Five-year-old Carol is the severely disabled child of wealthy parents. Their contacts are limited to their father, mother, the two brothers, their carer Elfrida, Uncle Jack, who is now traveling to distant countries, and the Ruggles' nine children who live in the back house. Occasional letters from Uncle Jack with a little surprise and the irregular visits from one of the Ruggles children are the only diversions in their monotonous life. Despite this, Carol is happy and loved by everyone.

Shortly before Christmas, Carol has the idea to invite the Ruggles children to the party. Her mother agrees, and so Carol writes a letter of invitation to Mrs. Ruggles, which is delivered to her by her eldest daughter Sarah Maude. Uncle Jack announces himself with a letter and asks if he can visit the Birds for the festival.

On Christmas morning, Mrs. Ruggles laments that her late husband will miss seeing their children "introduced into society." She borrows a pair of socks from a neighbor for Peary, who protestingly has to give half of her candy to the neighbor's son. Sarah Maude has to wash, comb and dress her siblings like never before. Mrs. Ruggles makes new clothes for Larry and she washes and mends Clem's "other shirt." Kitty's curls are de-matted and at the end of the hard day's work she looks proudly at her work: "I've never seen such a neat bunch of children in my entire life."
Finally, the question arises as to what the children will wear on the way to the celebration. After some checking, it becomes clear that there are not enough hats for everyone. Sarah Maude is instructed to explain that they left their hats at home because of the nice weather and the short distance. However, Sarah messes everything up. Clem doesn't make it any easier by stating that it was nice not having enough hats for everyone.

At the Christmas table, Uncle Jack sits at the end of the table and Carol is wheeled into the dining room with her bed. After the celebration, the neighbors leave the Birds laden with gifts. When they are gone, Carol suffers a seizure and, dying, whispers to her mother that they celebrated Christ's birthday this year the way she would have wanted.

== Background ==
A Bit o' Heaven was distributed on five reels. The film is one of Warrenton's first directing works, who also produced the film and had previously appeared as an actress in more than 80 films.

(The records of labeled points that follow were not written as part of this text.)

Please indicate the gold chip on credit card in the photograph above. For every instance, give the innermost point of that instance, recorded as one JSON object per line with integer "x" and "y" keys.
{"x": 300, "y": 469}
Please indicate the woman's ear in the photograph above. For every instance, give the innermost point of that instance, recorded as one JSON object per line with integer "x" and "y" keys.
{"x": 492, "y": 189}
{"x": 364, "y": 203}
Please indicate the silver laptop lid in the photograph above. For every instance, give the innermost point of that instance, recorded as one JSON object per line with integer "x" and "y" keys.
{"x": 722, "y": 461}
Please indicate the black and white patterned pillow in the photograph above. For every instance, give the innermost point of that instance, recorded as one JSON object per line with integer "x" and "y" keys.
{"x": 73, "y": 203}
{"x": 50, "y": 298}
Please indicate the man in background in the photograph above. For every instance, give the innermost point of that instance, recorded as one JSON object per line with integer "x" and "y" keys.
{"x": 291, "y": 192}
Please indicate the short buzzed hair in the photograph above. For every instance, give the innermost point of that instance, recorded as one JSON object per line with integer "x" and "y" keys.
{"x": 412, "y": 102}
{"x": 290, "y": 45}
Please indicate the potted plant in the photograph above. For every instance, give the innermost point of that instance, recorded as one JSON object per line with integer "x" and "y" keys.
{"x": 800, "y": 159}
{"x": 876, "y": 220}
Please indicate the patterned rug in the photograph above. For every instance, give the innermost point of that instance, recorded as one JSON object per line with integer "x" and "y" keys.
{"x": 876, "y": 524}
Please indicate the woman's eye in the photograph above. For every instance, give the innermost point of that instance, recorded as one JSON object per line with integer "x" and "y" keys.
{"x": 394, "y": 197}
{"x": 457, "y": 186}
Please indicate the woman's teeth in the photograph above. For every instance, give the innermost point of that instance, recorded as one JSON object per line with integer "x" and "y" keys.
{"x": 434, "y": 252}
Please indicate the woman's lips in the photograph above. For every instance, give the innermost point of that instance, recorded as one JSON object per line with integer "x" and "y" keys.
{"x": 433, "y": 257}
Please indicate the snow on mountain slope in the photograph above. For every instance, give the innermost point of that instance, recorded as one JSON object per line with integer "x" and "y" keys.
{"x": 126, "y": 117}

Warrenton had just separated from Universal Studios, where she had worked since 1912. After the short-lived Warrenton Children's Photoplay Company in Lankershim (now North Hollywood), she founded a branch of the Chicago, Illinois-based Frieder Film Company in the same location. The president of the Frieder Film Company, based in Chicago, Illinois, was Irene M. Frieder, and the general manager in California was Lule Warrenton. A Bit o' Heaven was Warrenton's first film distributed by the Frieder Film Company and one of its first to feature contemporary child stars. Warrenton soon had the reputation that no one was better than her when it came to working with children.

== Reception ==
The Moving Picture World called A Bit o' Heaven "a delightful diversion from the present run" of films being shown at the time. "Its cleanly humor, spontaneous and natural, and its steady appeal to the best and cleanest of human instincts is decidedly refreshing.”